218

I am using Ubuntu 12.04. When I try to create a hard link for any directory, it fails. I can create hard links for files inside file system boundary. I know the reason why we cannot create hardlinks for files beyond file system.

I tried these commands:

$ ln /Some/Directory /home/nischay/Hard-Directory
hard link not allowed for directory
$ sudo ln /Some/Directory /home/nischay/Hard-Directory
[sudo] password for nischay: 
hard link not allowed for directory

I just want to know the reason behind this. Is it same for all GNU/Linux distros and Unix flavours (BSD, Solaris, HP-UX, IBM AIX) or only in Ubuntu or Linux?

Nischay
  • 3,771

6 Answers6

250

Directory hardlinks break the filesystem in multiple ways

They allow you to create loops

A hard link to a directory can link to a parent of itself, which creates a file system loop. For example, these commands could create a loop with the back link l:

mkdir -p /tmp/a/b
cd /tmp/a/b
ln -d /tmp/a l

A filesystem with a directory loop has infinite depth:

cd /tmp/a/b/l/b/l/b/l/b/l/b

Avoiding an infinite loop when traversing such a directory structure is somewhat difficult (though for example POSIX requires find to avoid this).

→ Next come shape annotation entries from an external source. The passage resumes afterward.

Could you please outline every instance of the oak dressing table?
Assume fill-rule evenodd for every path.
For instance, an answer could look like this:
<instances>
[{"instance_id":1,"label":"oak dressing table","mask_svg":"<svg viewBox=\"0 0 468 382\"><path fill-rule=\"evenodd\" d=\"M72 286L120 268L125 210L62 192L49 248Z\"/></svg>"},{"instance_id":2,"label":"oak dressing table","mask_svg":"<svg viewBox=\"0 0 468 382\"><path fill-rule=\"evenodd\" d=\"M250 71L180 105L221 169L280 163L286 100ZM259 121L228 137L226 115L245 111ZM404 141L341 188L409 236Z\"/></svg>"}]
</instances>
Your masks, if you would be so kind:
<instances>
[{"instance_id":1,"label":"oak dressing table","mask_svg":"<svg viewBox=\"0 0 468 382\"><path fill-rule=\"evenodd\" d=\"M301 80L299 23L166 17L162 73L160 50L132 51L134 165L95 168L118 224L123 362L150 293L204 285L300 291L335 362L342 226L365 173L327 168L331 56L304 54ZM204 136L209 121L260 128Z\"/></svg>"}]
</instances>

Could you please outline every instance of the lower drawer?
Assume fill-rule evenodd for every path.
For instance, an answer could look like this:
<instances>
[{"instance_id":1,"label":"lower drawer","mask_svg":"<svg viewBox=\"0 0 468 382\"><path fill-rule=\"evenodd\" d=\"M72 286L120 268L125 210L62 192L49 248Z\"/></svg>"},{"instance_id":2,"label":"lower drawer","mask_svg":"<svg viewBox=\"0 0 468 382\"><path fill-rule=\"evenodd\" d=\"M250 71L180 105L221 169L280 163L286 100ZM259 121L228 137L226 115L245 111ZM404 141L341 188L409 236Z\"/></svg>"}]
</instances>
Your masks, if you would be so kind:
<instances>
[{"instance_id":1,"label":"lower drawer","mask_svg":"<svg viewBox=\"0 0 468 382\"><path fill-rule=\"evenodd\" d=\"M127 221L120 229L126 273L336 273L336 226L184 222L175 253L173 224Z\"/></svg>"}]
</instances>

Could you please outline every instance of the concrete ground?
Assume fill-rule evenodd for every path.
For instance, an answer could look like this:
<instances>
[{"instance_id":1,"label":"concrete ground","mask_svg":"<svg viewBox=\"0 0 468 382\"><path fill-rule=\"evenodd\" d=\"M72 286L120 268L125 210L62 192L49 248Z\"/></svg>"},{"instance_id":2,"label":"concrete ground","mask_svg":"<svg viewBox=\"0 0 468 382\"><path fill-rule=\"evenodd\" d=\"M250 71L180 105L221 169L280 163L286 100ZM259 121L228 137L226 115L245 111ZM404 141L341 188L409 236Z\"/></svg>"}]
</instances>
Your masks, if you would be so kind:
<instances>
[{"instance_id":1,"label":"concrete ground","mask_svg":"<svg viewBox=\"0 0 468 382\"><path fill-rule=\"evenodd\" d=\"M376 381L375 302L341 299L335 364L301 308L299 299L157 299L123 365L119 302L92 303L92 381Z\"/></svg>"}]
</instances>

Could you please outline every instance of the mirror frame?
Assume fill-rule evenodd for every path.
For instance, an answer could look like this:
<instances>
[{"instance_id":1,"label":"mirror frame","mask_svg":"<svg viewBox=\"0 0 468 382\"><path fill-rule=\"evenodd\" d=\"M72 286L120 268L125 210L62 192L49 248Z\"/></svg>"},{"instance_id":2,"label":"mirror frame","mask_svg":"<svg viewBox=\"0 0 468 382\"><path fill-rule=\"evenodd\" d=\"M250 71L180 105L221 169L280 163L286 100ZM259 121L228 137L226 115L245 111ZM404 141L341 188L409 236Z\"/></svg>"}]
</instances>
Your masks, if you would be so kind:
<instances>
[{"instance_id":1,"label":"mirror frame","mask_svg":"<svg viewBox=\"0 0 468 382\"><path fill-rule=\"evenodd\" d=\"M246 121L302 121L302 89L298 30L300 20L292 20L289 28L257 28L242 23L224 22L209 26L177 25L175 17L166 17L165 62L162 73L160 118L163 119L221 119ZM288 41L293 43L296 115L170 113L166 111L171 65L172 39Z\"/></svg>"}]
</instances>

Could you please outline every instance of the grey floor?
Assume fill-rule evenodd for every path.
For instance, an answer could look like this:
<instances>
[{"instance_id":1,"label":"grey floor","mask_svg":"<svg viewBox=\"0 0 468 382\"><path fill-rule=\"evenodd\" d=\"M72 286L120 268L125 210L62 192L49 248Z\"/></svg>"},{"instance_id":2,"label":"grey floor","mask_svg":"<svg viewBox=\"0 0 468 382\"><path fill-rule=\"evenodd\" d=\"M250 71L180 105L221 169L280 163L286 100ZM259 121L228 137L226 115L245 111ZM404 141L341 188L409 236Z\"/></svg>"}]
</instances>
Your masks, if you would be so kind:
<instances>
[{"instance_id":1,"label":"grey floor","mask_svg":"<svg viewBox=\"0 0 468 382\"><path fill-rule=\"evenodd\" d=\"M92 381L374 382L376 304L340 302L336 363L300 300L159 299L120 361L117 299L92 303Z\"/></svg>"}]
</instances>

A file system with this kind of hard link is no longer a tree, because a tree must not, by definition, contain a loop.

They break the unambiguity of parent directories

With a filesystem loop, multiple parent directories exist:

cd /tmp/a/b
cd /tmp/a/b/l/b

In the first case, /tmp/a is the parent directory of /tmp/a/b.
In the second case, /tmp/a/b/l is the parent directory of /tmp/a/b/l/b, which is the same as /tmp/a/b.
So it has two parent directories.
Even without loops, multiple hardlinks to the same directory will create ambiguous parent directories.

They multiply files

Files are identified by paths, after resolving symlinks. So

/tmp/a/b/foo.txt
/tmp/a/b/l/b/foo.txt

are different files.
There are infinitely many further paths of the file. They are the same in terms of their inode number of course. But if you do not explicitly expect loops, there is no reason to check for that.

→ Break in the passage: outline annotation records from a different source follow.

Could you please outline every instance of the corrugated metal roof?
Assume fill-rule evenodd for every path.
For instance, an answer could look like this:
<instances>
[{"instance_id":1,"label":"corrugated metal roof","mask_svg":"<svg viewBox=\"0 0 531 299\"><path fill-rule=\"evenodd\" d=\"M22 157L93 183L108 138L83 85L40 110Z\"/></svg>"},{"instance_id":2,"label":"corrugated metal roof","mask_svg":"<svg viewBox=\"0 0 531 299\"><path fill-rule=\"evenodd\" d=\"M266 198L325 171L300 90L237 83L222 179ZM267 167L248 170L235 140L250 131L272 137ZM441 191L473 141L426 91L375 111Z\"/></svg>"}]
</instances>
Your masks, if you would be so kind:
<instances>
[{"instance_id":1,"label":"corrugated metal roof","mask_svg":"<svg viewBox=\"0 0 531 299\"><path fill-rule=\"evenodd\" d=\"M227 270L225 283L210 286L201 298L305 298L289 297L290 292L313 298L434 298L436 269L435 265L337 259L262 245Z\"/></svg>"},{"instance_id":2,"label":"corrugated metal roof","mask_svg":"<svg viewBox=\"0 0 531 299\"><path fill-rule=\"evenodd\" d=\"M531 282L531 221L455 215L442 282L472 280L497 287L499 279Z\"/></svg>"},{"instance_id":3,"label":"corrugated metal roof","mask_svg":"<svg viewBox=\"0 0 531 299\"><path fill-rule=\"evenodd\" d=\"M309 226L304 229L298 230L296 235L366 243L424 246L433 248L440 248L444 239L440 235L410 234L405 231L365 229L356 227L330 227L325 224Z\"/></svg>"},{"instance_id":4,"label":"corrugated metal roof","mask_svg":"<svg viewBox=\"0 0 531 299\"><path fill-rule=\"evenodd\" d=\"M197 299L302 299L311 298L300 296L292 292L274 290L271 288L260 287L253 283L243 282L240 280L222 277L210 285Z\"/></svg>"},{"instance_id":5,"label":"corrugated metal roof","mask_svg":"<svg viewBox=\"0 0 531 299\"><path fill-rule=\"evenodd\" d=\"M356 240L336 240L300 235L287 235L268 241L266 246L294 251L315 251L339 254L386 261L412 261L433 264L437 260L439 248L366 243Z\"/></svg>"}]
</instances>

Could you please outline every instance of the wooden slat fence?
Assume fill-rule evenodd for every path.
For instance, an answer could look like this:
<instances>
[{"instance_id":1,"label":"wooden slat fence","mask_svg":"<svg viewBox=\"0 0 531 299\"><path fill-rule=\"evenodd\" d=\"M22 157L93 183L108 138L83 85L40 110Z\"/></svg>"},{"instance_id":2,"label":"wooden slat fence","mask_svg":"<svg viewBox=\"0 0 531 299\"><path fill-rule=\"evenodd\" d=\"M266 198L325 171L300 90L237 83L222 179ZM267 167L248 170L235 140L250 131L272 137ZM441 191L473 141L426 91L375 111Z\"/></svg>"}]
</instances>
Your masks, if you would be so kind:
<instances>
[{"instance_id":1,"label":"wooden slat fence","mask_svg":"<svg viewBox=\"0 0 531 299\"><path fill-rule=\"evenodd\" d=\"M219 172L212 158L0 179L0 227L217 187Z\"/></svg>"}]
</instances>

A directory hardlink can also point to a child directory, or a directory that is neither child nor parent of any depth. In this case, a file that is a child of the link would be replicated to two files, identified by two paths.

Your example

$ ln /Some/Directory /home/nischay/Hard-Directory
$ echo foo > /home/nischay/Hard-Directory/foobar.txt
$ diff -s /Some/Directory/foobar.txt /home/nischay/Hard-Directory/foobar.txt
Files /Some/Directory/foobar.txt and /home/nischay/Hard-Directory/foobar.txt are identical
$ echo bar >> /Some/Directory/foobar.txt
$ diff -s /Some/Directory/foobar.txt /home/nischay/Hard-Directory/foobar.txt
Files /Some/Directory/foobar.txt and /home/nischay/Hard-Directory/foobar.txt are identical
$ cat /Some/Directory/foobar.txt
foo
bar

How can soft links to directories work then?

A path that may contain softlinks and even soft linked directory loops is often used just to identify and open a file. It can be used as a normal, linear path.

But there are other situations, when paths are used to compare files. In this case, symbolic links in the path can be resolved first, converting it to a minimal, and commonly agreed upon representation creating a canonical path:

This is possible, because the soft links can all be expanded to paths without the link. After doing that with all soft links in a path, the remaining path is part of a tree, where a path is always unambiguous.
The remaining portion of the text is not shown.